NFL Commissioner Roger Goodell announced today at the Women's Summit at Super Bowl 50, that the NFL will create a rule similar to the Rooney Rule to require all NFL teams to interview at least one woman for executive position openings on their staff.
This is a great step forward for women striving to reach the highest level in the NFL and fill roles they're more than capable of serving in. Look no further than the Bengals' front office where Katie Blackburn is leading the charge and helped the Bengals to become and now remain as, one of the best and most competitive teams in the league. Blackburn, the daughter of Bengals owner Mike Brown, serves as the team's Executive Vice President and is responsible for much of the contract negotiations and behind the scenes work for the team.
In a 2012 article from bizjournals.com, Blackburn expressed her passion for the NFL and city of Cincinnati. "I love what I do, and I love Cincinnati," she said. "I just feel like I'm in a great spot in being able to play a role in the city where I live. To me, it's a great place to be."
Like many other women who will now be given their shot at an executive role in the NFL, Blackburn is more than qualified to perform her job and isn't simply working in the Bengals' front office due to her family connection -- though that certainly helped. Blackburn majored in math and economics at Dartmouth College and graduated from the University of Cincinnati College of Law.
"I love sports and particularly football," Blackburn said. "The history of my grandfather in football is special, and I know how my dad desired to keep my grandfather in the game by starting the Cincinnati Bengals. The family's involvement since the beginning of the franchise, in something that can be a great part of life for everyone in Cincinnati, is something I am proud to be a part of."
While it would be nice if NFL teams simply saw the value in adding women to their front offices without being required to interview them, this new rule is forward progress for the league and should give more women the opportunity to climb up the NFL ranks.
"We believe in diversity," Goodell said during the Women's Summit. "We believe we're better as an organization when we have good people at the table. We have great people at the table... We're also seeing it on the field. Sarah Thomas, Sarah's right here. Sarah was our first NFL female official on the field this year. Sarah, congratulations. And she did a fantastic job, and we're very proud of her. We also have people breaking into coaching ranks. I don't know if Jen is here, is Jen here? Jen's right next to her. Jen (Welter) is the first coach last year in the NFL. And she set a trend, we now have a second coach of the Buffalo Bills, a female coach (Kathryn Smith)."
As Goodell referenced, the league has progressed in getting women involved in officiating and coaching and Smith serving as the first full time coach in the NFL is great for women and girls who have dreams of working in the league. Thomas, Welter and Smith all serve and will continue even more to serve as role models for thousands of girls around the country.
In announcing the news of this rule change, Goodell said, "You can see that progress is being made. Our commitment is we have something called the Rooney Rule, which requires us to make sure when we have an opening, that on the team or the league level, that we are going to interview a diverse slate of candidates. Well we're going to make that commitment and we're going to formalize that we, as a league, are going to do that with women as well in all of our executive positions. Again, we're going to keep making progress here and make a difference."

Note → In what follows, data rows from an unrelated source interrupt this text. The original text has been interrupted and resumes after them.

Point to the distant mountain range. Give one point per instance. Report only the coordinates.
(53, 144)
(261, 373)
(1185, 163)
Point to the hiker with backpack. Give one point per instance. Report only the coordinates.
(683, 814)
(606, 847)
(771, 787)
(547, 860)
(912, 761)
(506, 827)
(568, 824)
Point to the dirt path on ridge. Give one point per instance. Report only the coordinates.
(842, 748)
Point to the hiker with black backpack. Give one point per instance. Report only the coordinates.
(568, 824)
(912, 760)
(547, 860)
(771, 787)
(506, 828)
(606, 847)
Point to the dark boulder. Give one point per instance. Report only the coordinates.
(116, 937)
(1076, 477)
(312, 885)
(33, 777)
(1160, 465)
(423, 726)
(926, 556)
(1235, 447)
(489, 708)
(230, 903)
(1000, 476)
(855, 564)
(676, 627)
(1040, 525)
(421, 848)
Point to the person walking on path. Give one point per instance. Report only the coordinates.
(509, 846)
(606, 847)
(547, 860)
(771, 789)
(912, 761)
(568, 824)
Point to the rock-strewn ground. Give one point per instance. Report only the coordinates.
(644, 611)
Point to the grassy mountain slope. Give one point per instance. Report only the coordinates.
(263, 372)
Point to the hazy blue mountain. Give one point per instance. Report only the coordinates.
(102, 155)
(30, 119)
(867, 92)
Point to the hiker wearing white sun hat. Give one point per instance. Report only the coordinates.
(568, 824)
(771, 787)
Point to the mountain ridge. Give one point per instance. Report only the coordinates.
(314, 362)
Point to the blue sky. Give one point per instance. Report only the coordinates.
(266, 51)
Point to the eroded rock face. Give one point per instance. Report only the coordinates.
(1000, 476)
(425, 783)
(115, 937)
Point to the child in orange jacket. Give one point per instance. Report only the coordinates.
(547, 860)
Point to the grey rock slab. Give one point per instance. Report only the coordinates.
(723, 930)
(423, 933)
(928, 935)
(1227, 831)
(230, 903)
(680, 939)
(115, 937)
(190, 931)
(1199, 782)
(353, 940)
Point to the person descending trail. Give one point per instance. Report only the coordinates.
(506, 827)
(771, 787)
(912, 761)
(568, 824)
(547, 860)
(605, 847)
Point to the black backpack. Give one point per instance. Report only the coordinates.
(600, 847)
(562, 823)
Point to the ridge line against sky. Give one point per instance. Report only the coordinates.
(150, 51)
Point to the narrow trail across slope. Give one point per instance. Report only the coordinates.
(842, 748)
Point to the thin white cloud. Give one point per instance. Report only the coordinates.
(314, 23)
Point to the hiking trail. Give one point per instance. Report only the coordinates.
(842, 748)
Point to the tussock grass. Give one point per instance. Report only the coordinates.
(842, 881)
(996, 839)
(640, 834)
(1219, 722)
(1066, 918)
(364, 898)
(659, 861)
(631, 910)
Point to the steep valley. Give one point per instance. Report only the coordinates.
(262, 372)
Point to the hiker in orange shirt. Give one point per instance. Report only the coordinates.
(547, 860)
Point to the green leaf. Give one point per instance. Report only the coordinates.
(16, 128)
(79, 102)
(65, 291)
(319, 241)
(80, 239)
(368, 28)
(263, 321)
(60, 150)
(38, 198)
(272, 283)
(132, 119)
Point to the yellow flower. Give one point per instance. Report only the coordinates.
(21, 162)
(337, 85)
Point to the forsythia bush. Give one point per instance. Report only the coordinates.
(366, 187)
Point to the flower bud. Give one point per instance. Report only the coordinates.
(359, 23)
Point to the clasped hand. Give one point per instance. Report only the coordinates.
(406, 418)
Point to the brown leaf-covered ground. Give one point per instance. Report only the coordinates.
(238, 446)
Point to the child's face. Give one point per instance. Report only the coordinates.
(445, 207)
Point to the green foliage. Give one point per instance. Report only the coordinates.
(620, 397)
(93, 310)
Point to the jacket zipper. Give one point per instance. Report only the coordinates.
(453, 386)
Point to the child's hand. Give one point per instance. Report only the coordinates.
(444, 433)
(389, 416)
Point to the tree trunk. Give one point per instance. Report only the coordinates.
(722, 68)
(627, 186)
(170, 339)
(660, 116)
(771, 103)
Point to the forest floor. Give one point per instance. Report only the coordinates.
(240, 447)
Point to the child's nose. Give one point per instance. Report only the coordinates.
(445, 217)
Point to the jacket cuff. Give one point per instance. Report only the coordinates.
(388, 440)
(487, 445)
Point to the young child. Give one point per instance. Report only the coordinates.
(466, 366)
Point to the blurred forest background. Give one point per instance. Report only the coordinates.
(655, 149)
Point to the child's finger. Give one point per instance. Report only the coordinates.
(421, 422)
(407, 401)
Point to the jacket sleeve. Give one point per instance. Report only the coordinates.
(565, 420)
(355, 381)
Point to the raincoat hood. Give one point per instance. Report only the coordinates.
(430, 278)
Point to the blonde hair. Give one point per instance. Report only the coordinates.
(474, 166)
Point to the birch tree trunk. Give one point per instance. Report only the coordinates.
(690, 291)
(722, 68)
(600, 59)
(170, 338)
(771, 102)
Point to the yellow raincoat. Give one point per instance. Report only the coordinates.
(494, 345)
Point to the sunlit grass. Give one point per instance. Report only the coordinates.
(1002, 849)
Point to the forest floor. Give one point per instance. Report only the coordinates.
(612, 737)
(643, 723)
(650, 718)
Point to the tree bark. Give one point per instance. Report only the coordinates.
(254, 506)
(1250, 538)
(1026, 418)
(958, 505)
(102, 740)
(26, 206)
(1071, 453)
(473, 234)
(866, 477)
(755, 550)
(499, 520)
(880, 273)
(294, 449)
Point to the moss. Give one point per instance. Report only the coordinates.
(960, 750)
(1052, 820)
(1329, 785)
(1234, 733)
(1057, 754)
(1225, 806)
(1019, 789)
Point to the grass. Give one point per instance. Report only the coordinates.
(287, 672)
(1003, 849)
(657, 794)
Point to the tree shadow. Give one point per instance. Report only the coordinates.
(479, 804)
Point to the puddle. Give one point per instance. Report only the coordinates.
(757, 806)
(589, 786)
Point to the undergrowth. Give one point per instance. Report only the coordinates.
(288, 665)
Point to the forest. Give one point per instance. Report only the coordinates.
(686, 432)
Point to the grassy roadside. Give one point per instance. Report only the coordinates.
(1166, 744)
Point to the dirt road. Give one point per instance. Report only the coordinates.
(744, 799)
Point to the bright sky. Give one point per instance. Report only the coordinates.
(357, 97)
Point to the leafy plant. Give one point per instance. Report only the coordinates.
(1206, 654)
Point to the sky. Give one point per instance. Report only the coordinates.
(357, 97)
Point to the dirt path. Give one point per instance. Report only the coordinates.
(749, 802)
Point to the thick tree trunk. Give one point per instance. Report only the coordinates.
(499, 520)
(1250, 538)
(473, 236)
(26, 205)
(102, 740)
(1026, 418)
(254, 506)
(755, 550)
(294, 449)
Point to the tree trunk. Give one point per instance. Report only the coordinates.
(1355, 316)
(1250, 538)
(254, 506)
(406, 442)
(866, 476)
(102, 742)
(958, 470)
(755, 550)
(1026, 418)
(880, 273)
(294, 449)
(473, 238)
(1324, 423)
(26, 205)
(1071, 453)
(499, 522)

In that 2012 article, Blackburn said, "Many sports teams are really fairly small companies, so finding an opportunity can be the most difficult part." The same holds true today, but this new rule is one step in the right direction to make it easier for women to break into the league. During a time when Goodell gets highly criticized for just about every decision he makes, this should be decision that receives no flak.
Maybe one day, we won't need a rule to get NFL teams to interview women for executive roles, but until then, this is a good move for the league.